In un altro momento cruciale della storia del Novecento, il Generale Dwight D. Eisenhower lavorò per un anno all’invasione dell’Europa, all’epoca sotto il giogo nazista: il D-Day, lo sbarco in Normandia delle truppe alleate, era stato presentato come «una missione nata per essere una vittoria» ma il giorno prima di entrare in azione, ricorda mental_floss, fu Eisenhower stesso a scrivere una bozza di discorso in caso di fallimento in cui si dichiarava l’unico responsabile della tragedia. Fortunatamente poté dirsi responsabile dell’inizio della vittoria contro i nazisti.

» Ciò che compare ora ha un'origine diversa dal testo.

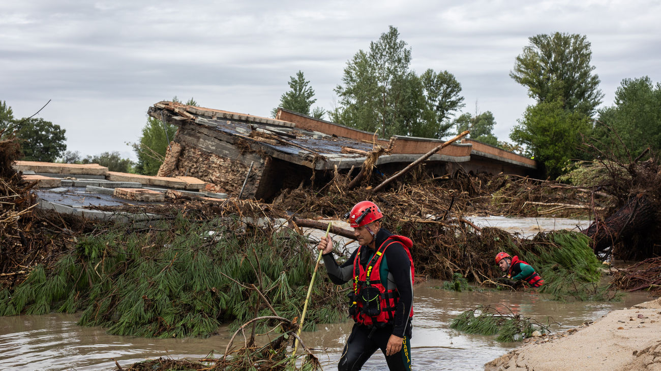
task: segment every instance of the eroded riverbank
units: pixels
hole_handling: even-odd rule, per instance
[[[483,304],[507,305],[522,314],[546,320],[552,317],[561,331],[602,317],[609,311],[629,308],[648,300],[641,293],[614,303],[562,303],[527,292],[464,292],[440,288],[442,282],[430,281],[415,287],[414,333],[411,339],[414,364],[418,370],[481,369],[485,363],[520,345],[500,343],[493,337],[467,335],[450,329],[449,321],[461,312]],[[159,356],[198,360],[211,351],[225,349],[231,335],[223,327],[219,335],[208,339],[144,339],[110,335],[100,327],[75,324],[77,315],[48,314],[0,318],[0,368],[3,370],[116,370],[114,358],[122,366]],[[352,323],[319,325],[318,331],[304,333],[305,345],[325,348],[319,354],[324,368],[333,370]],[[375,354],[364,370],[383,370],[381,354]]]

In alcuni casi sono discorsi relativamente importanti, quasi di routine, a capitolare a causa degli eventi: l’11 settembre 2001 Condoleezza Rice doveva recarsi alla Johns Hopkins University per parlare dei «problemi e i rischi di oggi e di domani». Un discorso di routine in una giornata piatta. Prima che potesse farlo, però, al Qaeda attaccò gli Stati Uniti rendendo vano il discorso sulla sicurezza, anche se sembrava quasi prevedere l’immediato futuro del paese, visto che accennava a un investimento da 11 miliardi di dollari nel counterterrorism.

E che dire di quella volta che Richard Nixon, nel mezzo della bufera del Watergate, disse urbi et orbi che non aveva intenzione di dimettersi? Nulla, non è mai successo. Ma. Ma. Ma Ray Price, l’autore dei suoi discorsi, preparò per sicurezza un discorso che avrebbe riscritto la storia: Nixon si dimette ed è pronto ad andare in Senato a spiegare tutto.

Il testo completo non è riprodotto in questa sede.